In the late 1960s, the country was torn over social issues and the Vietnam War.  The turmoil of the 1968 Democratic convention in Chicago offered a painful reflection of the nation’s troubles. 


Instead of turning away from public service, Phil decided to dive in and make a difference. 


In 1970, he was elected to the Illinois State Senate, where he rose quickly in both the party and the statehouse.


Within a year, he was elected Democratic state committeeman for the sixth district.  A couple years later he became Assistant Senate Minority Leader. 


In 1979, Phil was chosen by his colleagues to be Senate President. 


When Phil became Senate President, Illinois was entering hard times.  Illinois was hard hit by the national recession and some of the highest urban unemployment levels in the country.


But through his leadership, Phil helped guide the State through the storm of a recession.


Phil was a loyal and passionate Democrat, but he understood that compromise was needed in order to get things done. 


Bipartisanship was not a dirty word to Phil Rock.  He was old school.  He worked with everyone.  He just wanted to get things done for the people of Illinois. 


With Phil Rock, his word was his bond.  When his allies made high and unreasonable demands.  Phil had the courage to say ‘no.’


When the day’s legislative work was done, you could still find Phil presiding over a barbeque grill and handing out chilled Budweisers to those same legislators and friends who wandered into his backyard.


Phil couldn’t resist doing a rendition of ‘Danny Boy’ to audiences too.  St.
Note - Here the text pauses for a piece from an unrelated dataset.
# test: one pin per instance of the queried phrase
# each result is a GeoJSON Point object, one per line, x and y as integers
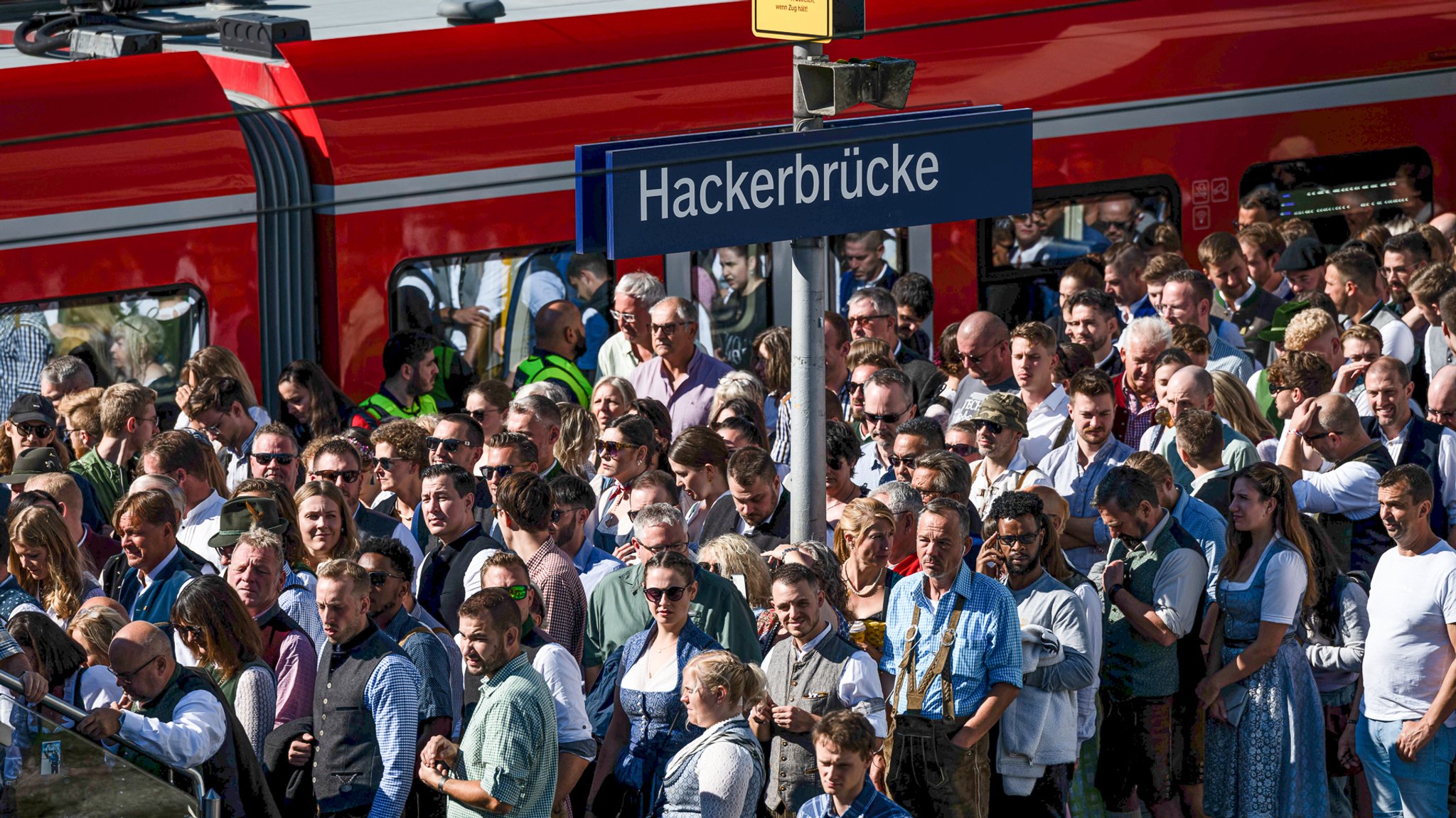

Patrick’s Day wasn’t complete until you heard those vocals with someone joining him.  It was a bipartisan event with Democrats and Republicans helping out.


This is a lesson that we can learn from today. 


Phil leaves a proud legacy. He had a wonderful sense of fairness and a strong voice for the most vulnerable in communities across the state. 


Phil exemplified what Hubert Humphrey called “the moral test of government.”


He authored and passed more than 450 major pieces of legislation in his career.  He earned dozens of awards by groups from Cairo to Zion, Illinois. 


Among his legislative accomplishments was Illinois’ I-SEARCH missing children law, which provides state funding for information instantly to those the search for a child.


He also authored laws for mandatory insurance for newborns and the state’s original child abuse and neglect reporting act.


One of his finest achievements was sponsoring the legislation for the nation’s first school for the deaf and blind in Glen Ellyn – which became the Philip J. Rock Center and School. 


Phil Rock passed away last month at the age of 78. 


His legacy shines brightly from Oak Park to Springfield, Illinois. 


Loretta and I want offer our condolences to Phil’s his wife of more than 50 years – Sheila – and their four children: Kathleen … Meghan … Colleen … and John. 


Phil Rock was a tireless advocate for the little guy – but he was a giant in Illinois politics and he’ll be missed.